41 In the result and again as a matter of common fairness, the plaintiffs could not possibly be entitled to both rely upon their new and in some cases changed approaches to the issues dealing with technical requirements and timing for development of the Ausmaq Service for Australia, New Zealand, the United Kingdom, Europe, North America and Asia and at the same time permitted to prevent the defendants from responding to those issues.
42 Ultimately the plaintiffs (outside of their stance on foreign law issues now determined and outside of their pressing their costs claims), save to the extent that the statements listed in Annexure "A" to the defendants notice of motion 24 dealt with technical or patent issues, did not oppose the making of order 1 as sought in that motion. As I understand the plaintiffs' position with respect to order 3 as sought in that notice of motion it was that the notice of motion should be stood over until the further statements were available as the plaintiffs might well not oppose the making of that order. As to order 2 as sought in the motion I did not ultimately understand the plaintiffs to oppose the making of that order.

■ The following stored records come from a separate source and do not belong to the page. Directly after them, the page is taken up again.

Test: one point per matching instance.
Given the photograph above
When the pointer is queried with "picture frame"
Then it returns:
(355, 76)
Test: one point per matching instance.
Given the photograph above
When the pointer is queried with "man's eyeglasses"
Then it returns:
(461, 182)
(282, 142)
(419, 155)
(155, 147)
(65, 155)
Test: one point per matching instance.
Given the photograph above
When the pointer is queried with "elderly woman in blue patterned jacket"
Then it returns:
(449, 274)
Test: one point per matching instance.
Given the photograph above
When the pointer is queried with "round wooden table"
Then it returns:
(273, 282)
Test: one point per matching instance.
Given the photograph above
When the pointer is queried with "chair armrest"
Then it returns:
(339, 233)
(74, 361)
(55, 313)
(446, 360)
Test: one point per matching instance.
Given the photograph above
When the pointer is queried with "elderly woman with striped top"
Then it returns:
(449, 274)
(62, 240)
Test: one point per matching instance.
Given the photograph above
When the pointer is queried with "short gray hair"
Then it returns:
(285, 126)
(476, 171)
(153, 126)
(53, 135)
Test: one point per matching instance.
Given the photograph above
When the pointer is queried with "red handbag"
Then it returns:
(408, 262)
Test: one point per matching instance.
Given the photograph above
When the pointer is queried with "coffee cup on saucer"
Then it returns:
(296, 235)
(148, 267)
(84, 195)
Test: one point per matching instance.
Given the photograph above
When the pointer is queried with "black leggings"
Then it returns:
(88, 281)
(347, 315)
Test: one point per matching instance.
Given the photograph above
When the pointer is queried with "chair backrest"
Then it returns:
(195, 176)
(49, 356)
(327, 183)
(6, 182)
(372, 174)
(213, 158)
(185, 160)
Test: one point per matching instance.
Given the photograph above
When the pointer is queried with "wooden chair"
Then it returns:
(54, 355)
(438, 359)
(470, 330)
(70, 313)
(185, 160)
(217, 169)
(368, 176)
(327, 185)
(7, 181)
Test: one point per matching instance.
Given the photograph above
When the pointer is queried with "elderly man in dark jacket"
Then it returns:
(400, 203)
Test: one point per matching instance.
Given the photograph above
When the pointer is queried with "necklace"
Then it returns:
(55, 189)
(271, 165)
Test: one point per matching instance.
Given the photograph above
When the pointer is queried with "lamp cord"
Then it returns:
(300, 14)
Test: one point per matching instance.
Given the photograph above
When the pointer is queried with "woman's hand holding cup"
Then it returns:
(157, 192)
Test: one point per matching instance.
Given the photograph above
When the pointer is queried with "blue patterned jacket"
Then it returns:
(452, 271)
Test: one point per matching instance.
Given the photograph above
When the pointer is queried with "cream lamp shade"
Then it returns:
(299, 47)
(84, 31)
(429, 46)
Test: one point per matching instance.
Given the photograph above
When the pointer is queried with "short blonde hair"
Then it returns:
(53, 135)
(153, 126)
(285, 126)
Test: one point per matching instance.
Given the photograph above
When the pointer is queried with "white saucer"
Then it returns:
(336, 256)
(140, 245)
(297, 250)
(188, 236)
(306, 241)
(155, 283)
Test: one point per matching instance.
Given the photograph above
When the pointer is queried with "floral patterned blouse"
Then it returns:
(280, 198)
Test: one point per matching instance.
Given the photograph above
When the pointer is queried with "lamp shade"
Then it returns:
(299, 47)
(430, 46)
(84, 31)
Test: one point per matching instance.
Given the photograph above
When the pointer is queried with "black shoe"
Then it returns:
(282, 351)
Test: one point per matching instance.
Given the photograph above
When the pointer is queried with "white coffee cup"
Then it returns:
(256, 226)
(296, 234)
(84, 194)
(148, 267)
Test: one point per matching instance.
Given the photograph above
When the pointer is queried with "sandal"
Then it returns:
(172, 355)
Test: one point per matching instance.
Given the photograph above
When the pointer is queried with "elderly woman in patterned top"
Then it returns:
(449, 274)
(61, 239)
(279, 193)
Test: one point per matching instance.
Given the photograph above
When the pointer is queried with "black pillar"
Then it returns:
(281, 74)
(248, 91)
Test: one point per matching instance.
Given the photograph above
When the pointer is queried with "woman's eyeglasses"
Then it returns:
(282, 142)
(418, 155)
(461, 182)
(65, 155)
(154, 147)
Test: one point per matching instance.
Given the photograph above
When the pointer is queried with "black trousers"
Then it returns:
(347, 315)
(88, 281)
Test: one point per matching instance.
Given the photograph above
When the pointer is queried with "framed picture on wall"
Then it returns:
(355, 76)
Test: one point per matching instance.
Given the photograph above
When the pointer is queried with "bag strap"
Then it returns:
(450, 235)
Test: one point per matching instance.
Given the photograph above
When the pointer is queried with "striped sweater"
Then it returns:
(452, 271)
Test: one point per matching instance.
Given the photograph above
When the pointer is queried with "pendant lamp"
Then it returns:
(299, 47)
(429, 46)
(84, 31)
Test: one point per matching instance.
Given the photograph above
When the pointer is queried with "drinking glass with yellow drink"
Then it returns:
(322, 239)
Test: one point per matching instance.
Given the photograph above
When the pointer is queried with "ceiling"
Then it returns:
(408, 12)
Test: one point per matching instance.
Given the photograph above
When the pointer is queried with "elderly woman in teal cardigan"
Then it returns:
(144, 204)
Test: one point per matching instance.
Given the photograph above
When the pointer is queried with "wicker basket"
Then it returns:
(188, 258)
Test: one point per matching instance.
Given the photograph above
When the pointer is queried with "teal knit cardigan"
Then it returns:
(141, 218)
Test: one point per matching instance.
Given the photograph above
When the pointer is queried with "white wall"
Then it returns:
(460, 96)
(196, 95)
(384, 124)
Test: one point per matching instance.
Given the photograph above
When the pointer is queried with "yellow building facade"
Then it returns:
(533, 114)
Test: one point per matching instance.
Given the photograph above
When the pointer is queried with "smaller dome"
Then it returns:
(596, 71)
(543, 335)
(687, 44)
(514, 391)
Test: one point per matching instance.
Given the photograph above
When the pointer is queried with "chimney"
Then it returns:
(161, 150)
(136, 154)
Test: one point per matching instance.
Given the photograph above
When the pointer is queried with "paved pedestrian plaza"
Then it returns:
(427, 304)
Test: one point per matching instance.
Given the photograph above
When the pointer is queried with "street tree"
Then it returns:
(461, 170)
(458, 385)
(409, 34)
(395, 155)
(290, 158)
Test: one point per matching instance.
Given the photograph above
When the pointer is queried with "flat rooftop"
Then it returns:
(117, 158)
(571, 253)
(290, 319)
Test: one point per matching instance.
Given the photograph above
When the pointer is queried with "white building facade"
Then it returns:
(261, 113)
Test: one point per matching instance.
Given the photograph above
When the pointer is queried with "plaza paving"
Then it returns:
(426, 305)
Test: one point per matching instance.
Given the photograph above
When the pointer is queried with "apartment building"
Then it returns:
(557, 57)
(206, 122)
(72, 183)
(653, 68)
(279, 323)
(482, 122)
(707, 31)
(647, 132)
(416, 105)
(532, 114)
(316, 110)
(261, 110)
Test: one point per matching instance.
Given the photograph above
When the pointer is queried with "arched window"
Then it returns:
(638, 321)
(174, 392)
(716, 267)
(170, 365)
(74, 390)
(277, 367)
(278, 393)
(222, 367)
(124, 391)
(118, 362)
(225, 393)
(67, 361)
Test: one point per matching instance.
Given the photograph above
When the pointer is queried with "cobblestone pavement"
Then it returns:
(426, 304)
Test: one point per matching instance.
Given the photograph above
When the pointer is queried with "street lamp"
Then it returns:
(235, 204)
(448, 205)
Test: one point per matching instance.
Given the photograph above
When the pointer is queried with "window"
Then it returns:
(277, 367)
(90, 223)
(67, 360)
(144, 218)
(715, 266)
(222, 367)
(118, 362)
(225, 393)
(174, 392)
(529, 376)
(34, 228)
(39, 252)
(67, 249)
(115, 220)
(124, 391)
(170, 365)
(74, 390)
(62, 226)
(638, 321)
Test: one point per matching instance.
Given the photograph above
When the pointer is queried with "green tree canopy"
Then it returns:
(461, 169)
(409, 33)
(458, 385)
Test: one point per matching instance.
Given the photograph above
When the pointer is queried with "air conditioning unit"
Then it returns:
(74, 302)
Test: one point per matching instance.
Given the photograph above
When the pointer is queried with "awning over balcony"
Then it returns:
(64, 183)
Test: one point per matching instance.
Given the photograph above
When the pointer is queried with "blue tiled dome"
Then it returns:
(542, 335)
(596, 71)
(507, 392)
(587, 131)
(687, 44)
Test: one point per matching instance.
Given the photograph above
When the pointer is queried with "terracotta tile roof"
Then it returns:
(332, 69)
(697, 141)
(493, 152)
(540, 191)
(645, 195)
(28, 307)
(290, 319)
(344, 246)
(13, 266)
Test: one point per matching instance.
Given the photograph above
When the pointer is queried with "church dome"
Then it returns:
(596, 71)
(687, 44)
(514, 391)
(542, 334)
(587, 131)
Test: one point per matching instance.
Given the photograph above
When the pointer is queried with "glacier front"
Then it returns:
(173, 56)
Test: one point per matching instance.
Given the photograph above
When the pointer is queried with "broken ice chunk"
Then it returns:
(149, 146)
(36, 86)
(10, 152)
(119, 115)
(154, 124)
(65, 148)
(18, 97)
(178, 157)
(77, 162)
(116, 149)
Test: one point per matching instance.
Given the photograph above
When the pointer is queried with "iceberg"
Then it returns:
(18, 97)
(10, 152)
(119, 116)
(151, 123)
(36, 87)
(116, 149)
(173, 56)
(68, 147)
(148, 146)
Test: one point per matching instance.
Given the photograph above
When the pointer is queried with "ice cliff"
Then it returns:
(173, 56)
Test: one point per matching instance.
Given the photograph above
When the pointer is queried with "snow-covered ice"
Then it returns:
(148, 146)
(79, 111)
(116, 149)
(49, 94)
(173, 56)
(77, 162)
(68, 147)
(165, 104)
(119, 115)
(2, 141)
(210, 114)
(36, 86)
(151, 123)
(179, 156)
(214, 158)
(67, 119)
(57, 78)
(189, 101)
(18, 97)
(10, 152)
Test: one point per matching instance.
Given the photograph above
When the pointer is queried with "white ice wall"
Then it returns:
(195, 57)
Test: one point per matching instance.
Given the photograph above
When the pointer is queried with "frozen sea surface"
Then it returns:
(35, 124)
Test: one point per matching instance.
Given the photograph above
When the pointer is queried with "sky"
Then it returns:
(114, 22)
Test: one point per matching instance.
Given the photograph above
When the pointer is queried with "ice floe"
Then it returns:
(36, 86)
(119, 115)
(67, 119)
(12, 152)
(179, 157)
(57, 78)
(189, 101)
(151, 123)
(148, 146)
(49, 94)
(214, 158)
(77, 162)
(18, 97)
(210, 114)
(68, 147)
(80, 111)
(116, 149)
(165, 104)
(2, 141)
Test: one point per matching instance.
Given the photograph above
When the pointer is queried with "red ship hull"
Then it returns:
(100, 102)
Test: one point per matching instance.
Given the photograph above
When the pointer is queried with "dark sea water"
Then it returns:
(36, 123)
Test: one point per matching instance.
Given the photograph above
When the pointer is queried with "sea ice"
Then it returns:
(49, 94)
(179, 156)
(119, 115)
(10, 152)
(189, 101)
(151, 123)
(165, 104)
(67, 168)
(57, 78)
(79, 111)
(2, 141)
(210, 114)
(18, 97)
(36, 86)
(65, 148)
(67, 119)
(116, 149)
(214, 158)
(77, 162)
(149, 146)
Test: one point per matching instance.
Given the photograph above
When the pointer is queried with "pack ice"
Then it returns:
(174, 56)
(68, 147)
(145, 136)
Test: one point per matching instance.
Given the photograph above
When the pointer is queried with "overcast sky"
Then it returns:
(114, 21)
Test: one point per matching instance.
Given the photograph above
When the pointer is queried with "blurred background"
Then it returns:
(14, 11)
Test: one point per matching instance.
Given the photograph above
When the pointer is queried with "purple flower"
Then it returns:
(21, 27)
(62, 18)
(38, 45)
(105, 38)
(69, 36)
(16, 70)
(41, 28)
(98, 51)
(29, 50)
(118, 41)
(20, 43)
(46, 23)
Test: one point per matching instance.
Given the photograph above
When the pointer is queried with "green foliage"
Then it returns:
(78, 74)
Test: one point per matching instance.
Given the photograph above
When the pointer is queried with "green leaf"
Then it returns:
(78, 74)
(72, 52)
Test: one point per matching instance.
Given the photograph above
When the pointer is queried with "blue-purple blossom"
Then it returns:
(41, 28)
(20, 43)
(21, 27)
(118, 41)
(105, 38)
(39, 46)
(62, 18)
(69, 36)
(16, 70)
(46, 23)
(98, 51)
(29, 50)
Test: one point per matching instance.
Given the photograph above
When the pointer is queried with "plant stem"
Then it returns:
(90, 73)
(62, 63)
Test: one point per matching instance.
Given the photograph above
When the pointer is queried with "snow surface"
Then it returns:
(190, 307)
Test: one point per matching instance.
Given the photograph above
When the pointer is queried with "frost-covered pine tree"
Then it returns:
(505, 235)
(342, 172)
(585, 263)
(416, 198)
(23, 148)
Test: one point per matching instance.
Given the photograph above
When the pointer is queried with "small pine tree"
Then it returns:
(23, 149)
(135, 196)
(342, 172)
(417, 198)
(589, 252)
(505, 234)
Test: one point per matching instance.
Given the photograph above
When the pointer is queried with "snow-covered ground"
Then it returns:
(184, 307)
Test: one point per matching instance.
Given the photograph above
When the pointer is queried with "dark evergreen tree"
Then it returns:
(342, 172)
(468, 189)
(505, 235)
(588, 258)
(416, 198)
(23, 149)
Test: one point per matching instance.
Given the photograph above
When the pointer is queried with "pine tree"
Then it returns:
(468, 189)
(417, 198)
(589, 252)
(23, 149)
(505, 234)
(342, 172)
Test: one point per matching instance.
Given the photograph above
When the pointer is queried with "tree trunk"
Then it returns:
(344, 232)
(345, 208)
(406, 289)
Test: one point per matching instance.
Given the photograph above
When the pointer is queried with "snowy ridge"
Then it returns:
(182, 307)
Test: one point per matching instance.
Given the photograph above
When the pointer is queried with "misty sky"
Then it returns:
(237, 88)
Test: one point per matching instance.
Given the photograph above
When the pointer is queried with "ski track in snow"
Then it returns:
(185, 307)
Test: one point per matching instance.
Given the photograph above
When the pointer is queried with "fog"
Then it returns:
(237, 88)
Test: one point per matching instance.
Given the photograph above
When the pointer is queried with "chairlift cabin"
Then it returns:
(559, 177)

43 I have given close consideration to so much of the plaintiffs' detailed written and oral submission on these matters as were ultimately pressed.
44 To my mind for reasons given in more detail in the judgment delivered today dealing with patent issues, these proceedings stand apart from most other proceedings for a number of reasons, the principal amongst these being the magnitude of the claims made by the plaintiffs, the significant amount of time set aside for the hearing, the commercial interests of the respective parties and the public interest in the outcome.
45 The very wide ambit of the plaintiffs' claims, the gravity of the allegations made by the plaintiffs, the joinder of a number of individual defendants against whom extremely grave allegations are made and the number and complexity of issues which having been pleaded, are to be litigated, are all legitimate factors to be taken into account in adjudicating upon the motion.
46 The plaintiffs very particularly do not put forward as a relevant prejudice to the plaintiffs, the proposition that the plaintiffs financial resources are such as to make it difficult or impossible for the plaintiffs to meet the issues raised by the defendants new statements. They do however rely upon the approach they have taken as to resources, submitting that the Court may and should take into account that the plaintiffs have a team comprising one solicitor working full time on the case, one solicitor working half of his time on the case and five counsel.
47 The issues going to foreign law principle have been dealt with in the separate judgment [2000] NSWSC 1077 delivered on 23 November.
48 Leaving aside the patent case question which is dealt with in the separate judgment, the stage which the litigation has presently reached is such that the court is in a position, by appropriate costs orders and by the imposition of appropriate conditions, to permit the regulatory, technical and timing issues raised by the new statements to be read by the defendants and to permit the plaintiffs a practicable and reasonable opportunity to properly answer those materials. Hence as the plaintiffs do not submit that the new issues are not relevant to the proceedings, to my mind, subject to imposing appropriate conditions, the exercise by the court of its discretion should clearly be in favour of allowing the defendants to mobilise the new statements.
49 The appropriate conditions will deal with the period to be afforded to the plaintiffs to file responsive statements. An appropriate period will be identified and ordered when short minutes are brought in.